As analogy, suppose the president decides that people who eat salads are healthier, and so gets a law passed that says that everyone has to eat at least one salad a week. People who are opposed to eating salads will just eat a tiny piece of lettuce and call it a "salad". So now you're going to have to have complicated criteria saying just what a "salad" is, and people are constantly going to be gaming the system, so you'll have to constantly update the criteria, and have people going around enforcing the criteria.

The concept of a "salad" is hardly clearly defined, but we don't need a good definition because people aren't motivated to nitpick about it. Similarly, the concept of a "union" isn't really well defined, but it's a useful term because people (for the most part) aren't motivated to fudge the meaning, but if you pass a law requiring people to be in a "union", you're going to have to have a solid definition.

What is a "union", exactly? An organization of workers that advocates for the workers' interests? Then people are going to start an organization of workers, have it send a few letters to management with perfunctory advocacy, and call it as "union". So, what, are you going to have a governmental agency charged with coming up with "minimum activity" requirements and launching investigations into unions to see if they're sufficiently "union"-like?

One of the biggest weapons of a union is the strike. Are you going to make participation mandatory? If not, then the union is going to be largely toothless. If you are, then this is more of a "mandatory strikes" proposal than a "mandatory unions" proposal. Allowing unions to force a strike by force of law would create a massive opportunity for abuse. It would give unions control of members' livelihoods, and provide a huge incentive for corruption.

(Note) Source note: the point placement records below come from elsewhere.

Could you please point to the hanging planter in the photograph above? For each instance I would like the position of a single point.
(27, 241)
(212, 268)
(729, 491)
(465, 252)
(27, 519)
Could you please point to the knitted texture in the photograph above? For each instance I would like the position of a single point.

Something else to keep in mind is the strong history of racism in unions. It's in the interests of people who are currently in the union to keep the supply of labor as low as possible. That means restricting access on any basis they can get away with, whether it's on the basis of onerous licensing requirements, immigration restrictions, racial segregation, or whatever else they can come up with. If only members of the union can work, then whoever seizes control of the union can restrict employment to only the people they like.